Hoy es el día, el hombre está en el lugar, casi es la hora (espera).
Seguro que a vosotros se os ocurren un montón de motivos por los que un hombre puede decidir saltar desde la azotea de un edificio de cristal de cuarenta plantas. No os aburriré con eso.
Lo que me importa es que salta, que comienza un vuelo desgarbado, picado con la vida, convertido en una lágrima de carne y hueso que recorre la fachada del edificio.
Lo que me asombra es el público expectante que aguarda el desenlace, no por conocido menos hipnótico, señalando la trayectoria con el dedo para que ni los más miopes se pierdan el descenso.
Lo que me sorprende es que el suicida desaparezca a la altura de la ausente planta trece, residuo supersticioso del dueño del monstruo de cristal.
Lo que me aturde es el sentimiento general de decepción.
El abuelo ya no habla. Ni siquiera responde a todos los recuerdos que le hemos devuelto con mimo. Se le ha quedado la mirada clavada, hacia dentro. Sólo su corazón nos recuerda que está vivo, bum-bum, inundando con sus latidos toda la casa, bum-bum, hinchando y desinflando las estancias, las paredes llenas de crujidos.
Los vecinos han comenzado a quejarse de lo vivo que está el abuelo.
Miren se despierta en mitad de la noche.
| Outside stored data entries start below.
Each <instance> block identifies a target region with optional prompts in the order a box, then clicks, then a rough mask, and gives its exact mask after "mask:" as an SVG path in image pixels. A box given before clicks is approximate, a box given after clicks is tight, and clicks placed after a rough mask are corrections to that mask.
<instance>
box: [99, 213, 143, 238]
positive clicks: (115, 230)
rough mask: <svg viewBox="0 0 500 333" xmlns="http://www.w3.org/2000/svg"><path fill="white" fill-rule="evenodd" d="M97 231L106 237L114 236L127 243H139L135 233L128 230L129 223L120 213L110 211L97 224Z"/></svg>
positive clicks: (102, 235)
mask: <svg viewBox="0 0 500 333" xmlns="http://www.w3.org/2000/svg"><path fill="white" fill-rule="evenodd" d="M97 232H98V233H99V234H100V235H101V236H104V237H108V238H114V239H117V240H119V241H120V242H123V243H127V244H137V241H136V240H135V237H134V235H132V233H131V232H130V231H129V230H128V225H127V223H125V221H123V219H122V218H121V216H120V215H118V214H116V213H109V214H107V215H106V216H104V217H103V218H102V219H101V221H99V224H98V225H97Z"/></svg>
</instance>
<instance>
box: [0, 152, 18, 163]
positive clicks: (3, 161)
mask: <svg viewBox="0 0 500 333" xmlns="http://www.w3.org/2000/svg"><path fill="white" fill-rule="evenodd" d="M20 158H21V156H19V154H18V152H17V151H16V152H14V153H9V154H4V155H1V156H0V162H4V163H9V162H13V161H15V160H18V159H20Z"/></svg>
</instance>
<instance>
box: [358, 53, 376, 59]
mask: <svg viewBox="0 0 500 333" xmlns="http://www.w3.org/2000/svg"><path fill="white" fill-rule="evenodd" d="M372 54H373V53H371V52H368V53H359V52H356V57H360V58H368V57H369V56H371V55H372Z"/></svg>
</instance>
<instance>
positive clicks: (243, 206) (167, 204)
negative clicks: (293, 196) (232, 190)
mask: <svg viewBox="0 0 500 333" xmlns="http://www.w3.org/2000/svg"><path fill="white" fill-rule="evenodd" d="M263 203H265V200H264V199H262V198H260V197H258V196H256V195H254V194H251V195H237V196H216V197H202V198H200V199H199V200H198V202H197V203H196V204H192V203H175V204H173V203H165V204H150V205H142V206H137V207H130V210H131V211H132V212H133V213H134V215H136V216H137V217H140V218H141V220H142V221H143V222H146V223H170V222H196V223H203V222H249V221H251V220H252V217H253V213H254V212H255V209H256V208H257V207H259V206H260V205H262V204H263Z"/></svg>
Siente vacía la otra mitad de la cama. Se incorpora y se sienta en el lateral, las manos frotándose la cara. Alza la cabeza, escuchando, y le llegan el rumor de la teletienda y los ronquidos de Peio que se ha vuelto a quedar dormido en la sala, con el televisor encendido. Rebusca a oscuras en la mesilla hasta encontrar un pitillo suelto y un mechero. Se pone en pie, despacio, y camina con cuidado, evitando los listones de madera que crujen. Entra en el baño, cierra la puerta tras de sí y abre la ventanita que da al patio. Le tiemblan las manos cuando intenta encender el cigarrillo. Da una profunda calada y exhala el humo hacia el patio, espantando moscas después para que el humo no se cuele dentro a delatarla. Entonces oye un gemido, casi inaudible para unos oídos que no sean los de una madre. Otro. Tira el pitillo por la ventana y va a abrir la puerta del baño cuando Jon empieza a llorar. No cariño no llores, por favor, y los gritos son de Jon pero Miren pone las lágrimas, agarrada al pomo de la puerta del baño, sin saber si salir a callar al pequeño o hacer caso a sus piernas y quedarse sentada en el suelo, no llores cariño, vas a despertar a papá.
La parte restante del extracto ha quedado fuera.